Ubisoft’s NFT announcement met with huge backlash

NFT

Image: Sashkin/Shutterstock.com.

Yesterday, Ubisoft announced an NFT system that would be implemented in the PC version of its game Ghost Recon: Breakpoint. Since the announcement, the reveal video received somewhere in the region of 22,000 dislikes and was delisted.

As reported by VGC, soon after the video announcement went live, the ratio of likes to dislikes was 5 percent to 95 percent. If Ubisoft was unclear about how fans would feel about the move into the NFT space, it should have been sure at that point.

NFTs are unique non-interchangeable units of data that users can purchase to receive a serial number, which shows that they are the sold owner of that piece of data. While other people may be able to copy it, they can’t claim that they’re the owner.

NFTs can be sold on multiple platforms for profit, depending on the desirability of a given NFT. It’s similar to how someone may own the original piece of an artist’s work, but there are dozens of prints of it worldwide that are worth much less.

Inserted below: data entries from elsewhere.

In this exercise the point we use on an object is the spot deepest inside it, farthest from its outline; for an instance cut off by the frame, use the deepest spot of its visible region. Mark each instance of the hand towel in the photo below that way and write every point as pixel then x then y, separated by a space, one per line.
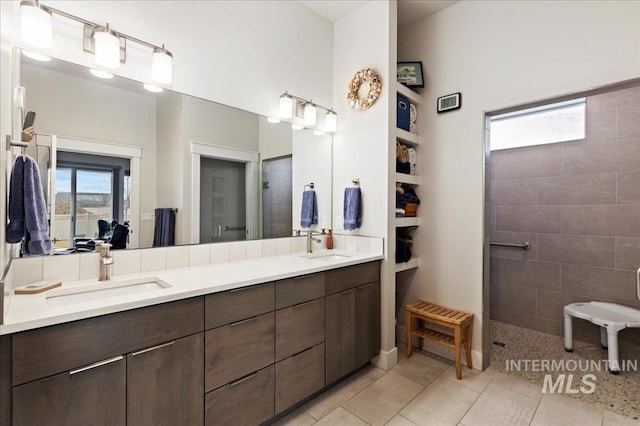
pixel 164 228
pixel 309 212
pixel 28 217
pixel 352 208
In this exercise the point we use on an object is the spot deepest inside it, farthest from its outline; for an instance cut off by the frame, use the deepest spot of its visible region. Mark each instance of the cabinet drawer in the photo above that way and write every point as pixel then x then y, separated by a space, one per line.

Ubisoft’s foray into the world of NFT’s is named Ubisoft Quartz. Players in Ghost Recon: Breakpoint on PC can buy cosmetic items that are NFTs. They can then use these in the game, appreciating them every time they load it up. However, they can also sell these NFTs on any platform, and Ubisoft won’t take a single cut.

Ubisoft representatives explained that the company has long held an interest in expanding into the NFT niche, and that combining them with Triple-A games seemed to be the only way forward. These NFTs will never affect gameplay, and will instead be purely cosmetic.

However, the results speak for themselves. Clearly, Ubisoft misjudged what fans would think of its move, and now it’s going to have to do something to show fans that they can put their faith in the company once again.

The issue most people have with NFTs is that they require a huge amount of energy to maintain, using up power generated by finite resources that are slowly killing the planet. While Ubisoft’s NFTs were more eco-friendly, they still required a lot of power to be used, which will be at the heart of why many fans have reacted so harshly to the announcement.